It’s no longer breaking news that we’re living in a self-involved and self-documenting culture as if whatever civilization comes after us will be interested in the duck-faced selfies overwhelming us on Instagram and TikTok. However, there’s an attendant phenomenon that we’re not addressing so much, and it involves the evaporation of modesty and humility as desired qualities.
One of the greatest mistakes I see people making is overestimating their negotiating positions in the universe. It seems we’ve all got friends, family members, or maybe even shrinks telling us to go for it because we deserve more. Sometimes we do. But there’s something to be said for considering a little more humility — keeping in check one’s self-importance and modesty — limiting one’s self-display.
The concept was reinforced for me by an Episcopal priest whose family I lived with when I first moved to Washington. Father Tom told me about an experience he had when he was in the army. His sergeant gave him the worst duty of anyone in his platoon, which included cleaning out garbage pails in a grease pit behind the barracks. In time, Father Tom began to wonder why he alone had been given this terrible job. After all, he was more educated than the others in his group.
He eventually confronted his sergeant, who confirmed that he was indeed the smartest private in the barracks, which was why he was given the assignment. The sergeant feared that if they ever had to be in combat, it would be essential for Father Tom to recognize the need for camaraderie to trump intellect, which was something he feared the private had not yet learned — thus, his duty with “the grease pit and the garbage pail,” which became the title of a sermon he gave later to his Hyattsville, Maryland congregation.
I think of Father Tom, who passed away before the explosion of social media, and the discussions we would have had about the triumph of selfie-ism. I know what he would have thought: At some point, there is never enough attention to compensate for deficits in self-esteem and unconsummated fantasies. There are never enough “likes.” There comes a point when humility becomes an essential ethic as more of the world’s goodies end up in the hands of the few.
Perhaps the greatest difference between my worldview when I was living in Father Tom’s rectory and today is that back then, I believed I was in greater control of the things that would end up happening to me than I was. After all, I had grown up in an era where many television shows ended with the elder saying to the younger something like, “You can be anything you want to be if you put your mind to it.”
No, you can’t. The truth is that there is a frenetic interplay between talent, free will, God/fate/universe/luck or whatever you believe to be external forces. But “you make your own luck,” a billionaire client once told me. I responded, “That’s the kind of thing that lucky people say.”
My client hasn’t had cause (that I’m aware of) to learn humility but being an author and crisis manager yields regular servings of grease pits and garbage pails. None of my clients ever imagined they would end up in the situations they did; failure and misfortune were for their inferiors or people who “brought things on themselves.”

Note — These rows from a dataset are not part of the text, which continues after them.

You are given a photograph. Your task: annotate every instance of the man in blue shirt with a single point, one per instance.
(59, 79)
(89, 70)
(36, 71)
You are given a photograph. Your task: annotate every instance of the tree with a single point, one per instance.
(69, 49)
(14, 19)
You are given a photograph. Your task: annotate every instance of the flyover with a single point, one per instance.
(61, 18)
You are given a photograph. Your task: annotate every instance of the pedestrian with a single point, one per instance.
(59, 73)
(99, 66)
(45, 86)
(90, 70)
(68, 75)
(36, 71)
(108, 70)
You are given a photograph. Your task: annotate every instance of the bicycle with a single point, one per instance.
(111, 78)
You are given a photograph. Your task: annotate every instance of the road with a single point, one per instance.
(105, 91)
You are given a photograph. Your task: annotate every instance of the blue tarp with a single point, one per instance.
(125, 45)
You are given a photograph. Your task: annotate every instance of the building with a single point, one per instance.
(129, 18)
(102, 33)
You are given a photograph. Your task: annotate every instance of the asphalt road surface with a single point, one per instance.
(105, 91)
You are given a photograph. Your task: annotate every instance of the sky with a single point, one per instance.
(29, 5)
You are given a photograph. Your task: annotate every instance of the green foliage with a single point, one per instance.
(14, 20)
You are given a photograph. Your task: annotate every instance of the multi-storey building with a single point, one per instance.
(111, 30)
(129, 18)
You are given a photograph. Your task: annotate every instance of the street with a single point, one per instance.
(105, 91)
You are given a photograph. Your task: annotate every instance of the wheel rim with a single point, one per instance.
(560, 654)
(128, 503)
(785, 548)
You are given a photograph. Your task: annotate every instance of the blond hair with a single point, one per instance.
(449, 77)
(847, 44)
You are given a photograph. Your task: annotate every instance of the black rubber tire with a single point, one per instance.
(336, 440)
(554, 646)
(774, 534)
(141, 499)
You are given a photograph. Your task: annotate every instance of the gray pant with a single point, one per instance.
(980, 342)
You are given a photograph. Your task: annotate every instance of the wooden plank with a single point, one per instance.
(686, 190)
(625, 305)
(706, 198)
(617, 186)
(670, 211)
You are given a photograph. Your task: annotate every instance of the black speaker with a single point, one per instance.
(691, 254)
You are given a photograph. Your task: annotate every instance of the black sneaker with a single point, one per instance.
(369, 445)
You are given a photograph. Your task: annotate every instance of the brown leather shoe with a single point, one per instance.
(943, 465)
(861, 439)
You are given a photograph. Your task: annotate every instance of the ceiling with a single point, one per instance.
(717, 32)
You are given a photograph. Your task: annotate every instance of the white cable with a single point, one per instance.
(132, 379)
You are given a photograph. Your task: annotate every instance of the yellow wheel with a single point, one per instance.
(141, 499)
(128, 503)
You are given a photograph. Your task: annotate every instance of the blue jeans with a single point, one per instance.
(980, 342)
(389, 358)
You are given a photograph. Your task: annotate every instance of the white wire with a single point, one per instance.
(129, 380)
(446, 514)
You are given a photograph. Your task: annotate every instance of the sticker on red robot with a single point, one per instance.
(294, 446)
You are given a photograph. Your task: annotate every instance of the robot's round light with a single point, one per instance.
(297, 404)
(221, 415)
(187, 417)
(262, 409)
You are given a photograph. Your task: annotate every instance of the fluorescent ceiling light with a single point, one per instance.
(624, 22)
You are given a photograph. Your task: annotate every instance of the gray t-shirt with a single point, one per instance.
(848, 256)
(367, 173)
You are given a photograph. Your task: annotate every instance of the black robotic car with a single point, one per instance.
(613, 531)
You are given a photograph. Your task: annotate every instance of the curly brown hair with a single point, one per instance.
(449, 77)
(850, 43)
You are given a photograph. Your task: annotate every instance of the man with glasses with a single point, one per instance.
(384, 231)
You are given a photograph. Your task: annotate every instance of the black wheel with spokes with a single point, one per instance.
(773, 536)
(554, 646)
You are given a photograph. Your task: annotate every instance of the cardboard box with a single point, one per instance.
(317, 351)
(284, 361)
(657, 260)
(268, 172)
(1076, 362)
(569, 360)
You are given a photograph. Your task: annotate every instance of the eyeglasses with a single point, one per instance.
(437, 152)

Richard Nixon lost the 1960 election to John F. Kennedy by a sliver. Given the skullduggery that took place, one could make a convincing case that Kennedy stole the election from Nixon. But Nixon conceded if, for no other reason, than modesty and humility were expected in the culture at that time. No such luck in 2020.
I eventually had my answer to what Father Tom would have thought about the ultimate destiny of our self-celebration enacted before me. Coincidentally, this real-life event occurred several miles from where his parish had been.
Shortly before Covid, I took the Acela from Washington to New York. A thirty-ish woman wearing flashy attire came aboard and captured the attention of everyone who had already been seated. There was a tiny dog in her pocketbook. She began barking orders to the train attendant and glanced around to confirm she was being observed. Indeed, she was.
The attendant, a fifty-ish man with uneven teeth and a rural accent, gently explained that she could not bring her dog on the train. As she loudly offered up some excuse, she swept a fluffy scarf back over her shoulder with a flourish.
I felt badly for the berated attendant after he gave up on the woman and mumbled something into his walkie-talkie. I told him I was sorry he had to put up with Acela Beyoncé. He was philosophical and explained haltingly that she was some “instafluencer,” which I took to mean social media influencer. He was clearly not well-versed in the whole phenomenon, which made me like him more.
When the train pulled into New Carrolton (not a regular stop on the Acela), five minutes out of Washington, two burly police officers came aboard, took Acela Beyoncé by each arm, and deposited her on the platform as she attempted to assert “who I am.” There was no discussion. The cops didn’t arrest her. They just left her there. Something about the encounter led me to believe they had seen this before. Her face was a mask of shock and puzzlement. As the train pulled away, she stood alone in the cold (with her shivering dog-a-yappin’).